James Connolly was right when he warned that “partition would destroy the oncoming unity of the Irish labour movement and paralyse all advanced movements while it lasted.” He was correct on many other issues too, not least on the importance of recognising the role of women in society. In this regard, we warmly welcome the recommendation recently by the Citizens Assembly on Gender Equality for the introduction of the legal right to collective bargaining as a means of tackling economic inequality between women and men.
Connolly was also ahead of his time when it came to the question of workplace democracy. The fundamental principles of democracy, he argued in 1908, “begin in the workshop, and proceed logically and consecutively upward through all the grades of industrial organisation until it reaches the culminating point of national executive power and direction. In other words, social democracy must proceed from the bottom upward, whereas capitalist political society is organised from above downward.”
Ireland is one of the few countries in the industrialised world that does not vindicate the right of employees to bargain together with their employer. Even the United States and Britain have ‘right to collective bargaining’ legislation.
Because this right is denied, workers are denied a voice in the workplace – the fundamental pre-condition of democracy. As a result, the living standards of workers suffer, business under-performs and economic efficiency is undermined. In other words, the denial of workplace democracy rights in the Republic of Ireland is bad for workers and bad for business.

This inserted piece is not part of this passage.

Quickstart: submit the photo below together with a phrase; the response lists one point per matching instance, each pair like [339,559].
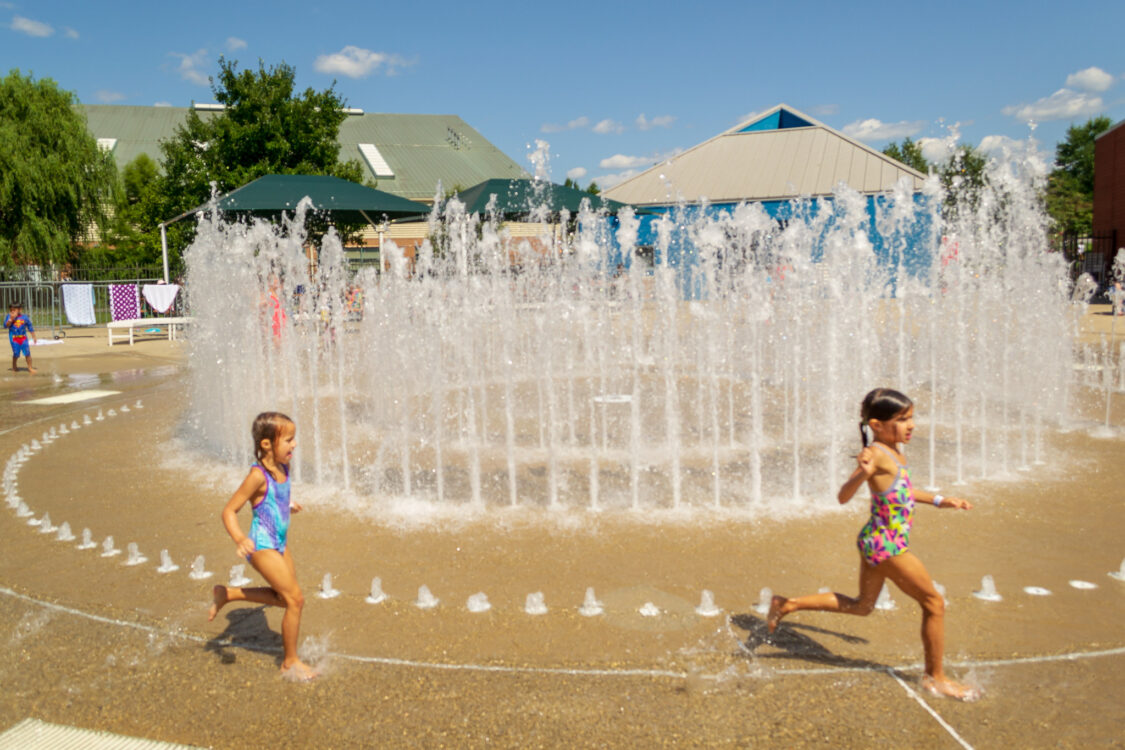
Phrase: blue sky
[612,87]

We are calling on all progressive people to join the trade union movement in our campaign to ensure that workers are granted legal protections to organise a trade union in order to bargain together with their employer.
If he was alive today, Connolly the internationalist would demand an end to one of the greatest human rights abuses of our time - the continued, illegal and brutal occupation of Palestine which has caused so much suffering to its people for over 70 years.
Over the past week, the massive military forces of the Israeli government have killed more than 130 people including 30 children in Gaza. As before, this has been a totally disproportionate response to a problem that stems from the ongoing Israeli policy of illegal settlements in the West Bank and, more recently, the evictions of Palestinian families from their homes in east Jerusalem.
In his 1909 essay, Socialism Made Easy, Connolly said:
“We propose to establish honesty once and forever as the basis of our social relations. The socialist movement is indeed worthy to be entitled The Great Anti-Theft Movement of the Twentieth Century.”
Comrades, it is time we resolved that in this 21st Century, we can achieve the vision of democracy, equality and fairness expounded in in his written volumes and speeches and fought for so courageously by the late, great James Connolly.